You’re
Telling Me!
The inventor of
Crystal Springs, optician by trade, perfects his puncture-proof tire and sells
it for a million, his hardships en route are comfortably depicted in a
work of genius from first to last with some particularly elegant camerawork by
Kenton in the opening scene of a drunken homecoming, for example, a medium long
shot over the lawn with overhanging trees, and from the railroad car later on
when the two gossips outside strain to observe the princess and her savior from
“class distinctions”, which in America are called “railroad tracks”, as he
explains.
The
Ghost of Frankenstein
The “curse of
Frankenstein” persists, Ygor defends the castle per The Hunchback of Notre
Dame. Dynamite frees the monster, “My friend!”
The scene shifts
to Vasaria, where Dr. Ludwig Frankenstein has his practice, surgically treating
“diseases of the mind”.
A rude little boy
kicks a little girl’s ball above the street, she entreats the monster, who
carries her to it.
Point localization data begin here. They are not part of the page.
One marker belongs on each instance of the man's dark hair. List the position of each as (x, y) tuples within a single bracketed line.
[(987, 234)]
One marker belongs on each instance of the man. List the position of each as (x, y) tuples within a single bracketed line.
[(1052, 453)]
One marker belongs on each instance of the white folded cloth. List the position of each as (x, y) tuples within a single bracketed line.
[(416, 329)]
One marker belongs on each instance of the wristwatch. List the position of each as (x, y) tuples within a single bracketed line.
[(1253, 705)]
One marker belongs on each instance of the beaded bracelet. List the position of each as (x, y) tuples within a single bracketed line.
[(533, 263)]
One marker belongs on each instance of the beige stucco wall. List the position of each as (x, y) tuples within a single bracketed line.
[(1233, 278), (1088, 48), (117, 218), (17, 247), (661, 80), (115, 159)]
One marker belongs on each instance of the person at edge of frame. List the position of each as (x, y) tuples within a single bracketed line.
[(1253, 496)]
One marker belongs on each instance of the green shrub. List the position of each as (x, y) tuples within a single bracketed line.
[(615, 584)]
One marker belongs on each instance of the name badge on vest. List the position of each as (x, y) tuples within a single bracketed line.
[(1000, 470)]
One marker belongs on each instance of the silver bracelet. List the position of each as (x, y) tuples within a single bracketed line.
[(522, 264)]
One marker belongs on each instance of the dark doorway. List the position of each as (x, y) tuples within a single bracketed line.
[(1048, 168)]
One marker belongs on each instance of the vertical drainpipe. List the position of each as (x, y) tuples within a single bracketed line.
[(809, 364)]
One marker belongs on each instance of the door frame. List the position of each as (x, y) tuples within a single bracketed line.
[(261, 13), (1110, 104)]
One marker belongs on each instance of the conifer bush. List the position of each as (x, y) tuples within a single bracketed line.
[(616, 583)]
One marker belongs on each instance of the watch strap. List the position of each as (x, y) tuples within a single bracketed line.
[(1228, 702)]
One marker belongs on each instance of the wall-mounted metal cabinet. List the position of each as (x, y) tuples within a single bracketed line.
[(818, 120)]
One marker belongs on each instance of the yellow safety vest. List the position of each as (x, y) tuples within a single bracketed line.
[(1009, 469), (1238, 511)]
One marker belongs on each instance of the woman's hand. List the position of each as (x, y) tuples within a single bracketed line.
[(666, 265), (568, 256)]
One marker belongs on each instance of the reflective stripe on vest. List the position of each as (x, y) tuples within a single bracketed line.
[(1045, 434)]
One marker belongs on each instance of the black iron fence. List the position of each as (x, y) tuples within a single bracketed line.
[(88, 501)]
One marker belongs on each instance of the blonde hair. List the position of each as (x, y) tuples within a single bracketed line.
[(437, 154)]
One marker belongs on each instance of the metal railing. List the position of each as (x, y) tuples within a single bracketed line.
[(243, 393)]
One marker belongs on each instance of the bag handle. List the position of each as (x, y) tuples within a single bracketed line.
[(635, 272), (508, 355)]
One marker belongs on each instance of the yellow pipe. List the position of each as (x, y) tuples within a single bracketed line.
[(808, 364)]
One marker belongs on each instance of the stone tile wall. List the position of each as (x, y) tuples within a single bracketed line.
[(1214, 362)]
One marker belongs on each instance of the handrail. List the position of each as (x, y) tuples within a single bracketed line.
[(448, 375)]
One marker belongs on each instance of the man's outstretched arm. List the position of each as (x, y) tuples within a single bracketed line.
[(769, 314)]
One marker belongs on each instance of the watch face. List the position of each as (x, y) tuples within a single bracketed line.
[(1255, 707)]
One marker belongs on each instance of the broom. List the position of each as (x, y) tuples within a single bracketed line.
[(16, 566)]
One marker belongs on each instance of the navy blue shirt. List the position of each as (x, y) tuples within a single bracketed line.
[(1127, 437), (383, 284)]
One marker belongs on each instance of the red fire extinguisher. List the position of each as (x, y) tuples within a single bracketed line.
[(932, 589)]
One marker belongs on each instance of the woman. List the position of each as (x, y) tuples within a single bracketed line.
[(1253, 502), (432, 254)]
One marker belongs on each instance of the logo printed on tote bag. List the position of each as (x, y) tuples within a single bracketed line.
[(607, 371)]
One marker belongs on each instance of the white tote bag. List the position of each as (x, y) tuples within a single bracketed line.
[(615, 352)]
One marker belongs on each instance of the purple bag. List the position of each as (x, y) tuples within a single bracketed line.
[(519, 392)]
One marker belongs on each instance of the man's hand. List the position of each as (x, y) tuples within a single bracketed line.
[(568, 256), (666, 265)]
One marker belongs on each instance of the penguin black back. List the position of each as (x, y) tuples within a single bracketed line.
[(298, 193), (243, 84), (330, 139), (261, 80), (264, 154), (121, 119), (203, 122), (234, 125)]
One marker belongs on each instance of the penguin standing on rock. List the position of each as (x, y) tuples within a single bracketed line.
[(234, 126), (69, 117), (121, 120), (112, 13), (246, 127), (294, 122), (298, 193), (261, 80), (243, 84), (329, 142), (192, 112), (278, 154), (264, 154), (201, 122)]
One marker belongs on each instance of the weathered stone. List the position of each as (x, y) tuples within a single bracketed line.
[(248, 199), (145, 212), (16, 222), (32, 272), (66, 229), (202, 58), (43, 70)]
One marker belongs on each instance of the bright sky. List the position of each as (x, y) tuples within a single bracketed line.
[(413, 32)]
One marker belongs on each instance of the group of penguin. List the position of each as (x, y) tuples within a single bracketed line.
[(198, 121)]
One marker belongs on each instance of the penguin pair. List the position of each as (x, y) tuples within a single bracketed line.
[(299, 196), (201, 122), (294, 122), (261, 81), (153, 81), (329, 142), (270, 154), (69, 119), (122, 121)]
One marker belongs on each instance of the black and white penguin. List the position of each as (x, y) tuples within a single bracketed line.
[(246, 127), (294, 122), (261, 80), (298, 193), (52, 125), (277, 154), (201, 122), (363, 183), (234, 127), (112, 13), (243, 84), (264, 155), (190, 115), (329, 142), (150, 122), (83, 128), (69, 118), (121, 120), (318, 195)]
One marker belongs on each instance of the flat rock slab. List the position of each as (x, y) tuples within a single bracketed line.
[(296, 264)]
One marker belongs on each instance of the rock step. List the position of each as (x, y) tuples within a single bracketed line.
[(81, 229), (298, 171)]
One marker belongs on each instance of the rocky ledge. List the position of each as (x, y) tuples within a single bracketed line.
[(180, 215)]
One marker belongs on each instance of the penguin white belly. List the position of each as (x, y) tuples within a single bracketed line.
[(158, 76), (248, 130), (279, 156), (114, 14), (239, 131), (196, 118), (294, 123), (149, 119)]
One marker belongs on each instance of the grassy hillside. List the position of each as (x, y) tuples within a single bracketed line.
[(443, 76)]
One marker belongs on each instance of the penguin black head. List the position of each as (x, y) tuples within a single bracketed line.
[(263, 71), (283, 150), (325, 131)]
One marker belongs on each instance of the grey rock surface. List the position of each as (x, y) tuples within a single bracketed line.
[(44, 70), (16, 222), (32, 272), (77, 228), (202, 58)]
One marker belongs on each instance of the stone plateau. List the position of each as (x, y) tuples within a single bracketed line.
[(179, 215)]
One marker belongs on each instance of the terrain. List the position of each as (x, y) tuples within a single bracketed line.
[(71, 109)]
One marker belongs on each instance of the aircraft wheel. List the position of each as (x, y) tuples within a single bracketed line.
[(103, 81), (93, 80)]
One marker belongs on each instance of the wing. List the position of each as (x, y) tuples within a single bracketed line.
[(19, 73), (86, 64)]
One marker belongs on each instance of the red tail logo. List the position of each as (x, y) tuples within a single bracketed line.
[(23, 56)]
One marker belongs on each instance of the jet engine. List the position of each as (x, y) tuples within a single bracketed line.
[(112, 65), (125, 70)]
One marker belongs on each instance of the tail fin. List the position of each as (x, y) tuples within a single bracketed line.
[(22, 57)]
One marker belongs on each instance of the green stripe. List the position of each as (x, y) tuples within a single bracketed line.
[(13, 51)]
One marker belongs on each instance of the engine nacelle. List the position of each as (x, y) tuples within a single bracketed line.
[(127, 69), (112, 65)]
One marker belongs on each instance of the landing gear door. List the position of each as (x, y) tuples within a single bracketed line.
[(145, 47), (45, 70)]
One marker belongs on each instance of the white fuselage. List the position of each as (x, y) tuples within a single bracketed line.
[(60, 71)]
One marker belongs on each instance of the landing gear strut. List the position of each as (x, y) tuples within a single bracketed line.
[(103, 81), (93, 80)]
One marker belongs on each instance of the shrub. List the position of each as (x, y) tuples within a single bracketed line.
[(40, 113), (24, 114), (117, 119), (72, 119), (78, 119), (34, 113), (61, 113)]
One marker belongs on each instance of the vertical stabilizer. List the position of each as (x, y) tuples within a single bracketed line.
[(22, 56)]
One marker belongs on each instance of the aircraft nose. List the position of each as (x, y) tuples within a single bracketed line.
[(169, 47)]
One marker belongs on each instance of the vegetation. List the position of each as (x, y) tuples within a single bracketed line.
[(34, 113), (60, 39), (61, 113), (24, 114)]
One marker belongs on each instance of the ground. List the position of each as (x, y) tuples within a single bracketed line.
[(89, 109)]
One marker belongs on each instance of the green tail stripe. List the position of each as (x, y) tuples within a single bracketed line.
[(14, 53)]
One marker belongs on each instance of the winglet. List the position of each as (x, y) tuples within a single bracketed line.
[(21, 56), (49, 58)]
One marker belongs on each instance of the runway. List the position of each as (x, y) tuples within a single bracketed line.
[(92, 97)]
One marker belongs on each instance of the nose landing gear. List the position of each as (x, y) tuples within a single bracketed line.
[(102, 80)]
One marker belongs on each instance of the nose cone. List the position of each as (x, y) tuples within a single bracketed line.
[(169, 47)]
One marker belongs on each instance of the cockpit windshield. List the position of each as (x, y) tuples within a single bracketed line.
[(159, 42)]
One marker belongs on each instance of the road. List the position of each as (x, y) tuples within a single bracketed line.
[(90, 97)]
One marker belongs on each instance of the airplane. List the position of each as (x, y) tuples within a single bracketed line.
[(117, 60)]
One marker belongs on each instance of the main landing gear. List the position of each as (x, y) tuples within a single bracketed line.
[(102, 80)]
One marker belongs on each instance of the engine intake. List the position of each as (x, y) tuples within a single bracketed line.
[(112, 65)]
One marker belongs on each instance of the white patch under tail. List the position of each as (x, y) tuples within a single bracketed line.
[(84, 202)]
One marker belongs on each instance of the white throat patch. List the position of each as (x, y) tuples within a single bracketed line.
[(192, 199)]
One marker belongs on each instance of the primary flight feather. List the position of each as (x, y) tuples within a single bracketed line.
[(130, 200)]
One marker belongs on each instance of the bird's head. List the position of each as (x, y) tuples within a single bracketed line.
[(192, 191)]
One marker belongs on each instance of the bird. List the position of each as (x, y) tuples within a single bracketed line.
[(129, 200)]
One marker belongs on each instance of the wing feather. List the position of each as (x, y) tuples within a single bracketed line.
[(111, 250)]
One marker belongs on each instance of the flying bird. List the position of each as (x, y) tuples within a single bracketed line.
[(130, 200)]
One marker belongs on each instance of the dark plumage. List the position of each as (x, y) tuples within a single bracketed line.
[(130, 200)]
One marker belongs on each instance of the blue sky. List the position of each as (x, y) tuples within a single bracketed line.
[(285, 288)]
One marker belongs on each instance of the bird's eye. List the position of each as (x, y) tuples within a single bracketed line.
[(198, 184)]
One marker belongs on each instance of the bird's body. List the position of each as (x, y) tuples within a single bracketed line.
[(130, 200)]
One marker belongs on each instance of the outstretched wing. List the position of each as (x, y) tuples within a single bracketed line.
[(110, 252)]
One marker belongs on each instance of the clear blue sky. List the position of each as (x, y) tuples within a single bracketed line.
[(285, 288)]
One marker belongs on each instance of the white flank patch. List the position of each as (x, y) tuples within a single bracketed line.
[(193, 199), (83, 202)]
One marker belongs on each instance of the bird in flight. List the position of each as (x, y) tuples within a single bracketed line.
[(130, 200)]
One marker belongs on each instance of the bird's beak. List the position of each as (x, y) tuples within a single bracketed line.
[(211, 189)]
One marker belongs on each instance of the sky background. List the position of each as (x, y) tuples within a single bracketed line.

Two alarmed villagers intercede and are struck dead.
Heinrich
Frankenstein’s second son disavows the monster chained in the docket. It is
wounded by this, and breaks free.
The Promethean
theme begins with Ludwig reading his father’s diary and his brother’s notes and
memoranda. His clinic has a “soporific gas” to subdue dangerous patients, the
monster and Ygor are felled, not before Dr. Kettering is killed.
Baron
Frankenstein’s ghost appears to Ludwig, here is a chance to “make amends”, to
“restore the good name of Frankenstein”. Dr. Kettering’s brain will replace the
initial mistake.
Ygor volunteers
his own. Dr. Bohmer once made “a slight miscalculation”, he is offered high
position by Ygor when the operation is completed and the friends are united to
rule the nation.
The monster
gently kidnaps the girl, her brain is his wish.
This is the
central point of the delicate construction, which gains force by its laconic
yet detailed attention to its contributing strands.
The monster
speaks with Ygor’s voice, the villagers arrive. “Turn on the gas,” it says,
“we’ll kill all of them,” and then it goes blind due to a mismatch of blood
types. “What good is a brain,” it says, delivering the moral, “without eyes to
see?”
The town
prosecutor and Frankenstein’s daughter depart the burning edifice for a
sunrise.
Who
Done It?
The General
Broadcasting System (GBS) loses its head and his Czech doctor over the air in Murder
at Midnight.
Abbott &
Costello nearly solve the case (that job is for a college professor and his
sweetheart, a GBS executive).
America on the
Air gives out curious facts and
statistics, the head was a cryptographer during the Great War.
Crowther
deciphered the water fountain gag, and that was about it.
House
of Dracula
The spores of a
hothouse flower promise alleviation of various ills, the good Dr. Edelman hopes
first of all to cure his hunchbacked nurse.
To the seaside
clinic repair first Count Dracula, then Lawrence Talbot. The latter is indeed
cured, the Count receives transfusions from the doctor but infects him.
Frankenstein’s
monster is found inert beneath a skeleton in a cellar open to the moonlit sea.
The homicidal doctor revives it, Talbot does battle.
Dracula is
quelled by a ray of sunlight.
The beautiful
medical analyses of the patients show a parasite around the Count’s blood cells
and a certain “hardness” cramped by Talbot’s brainpan.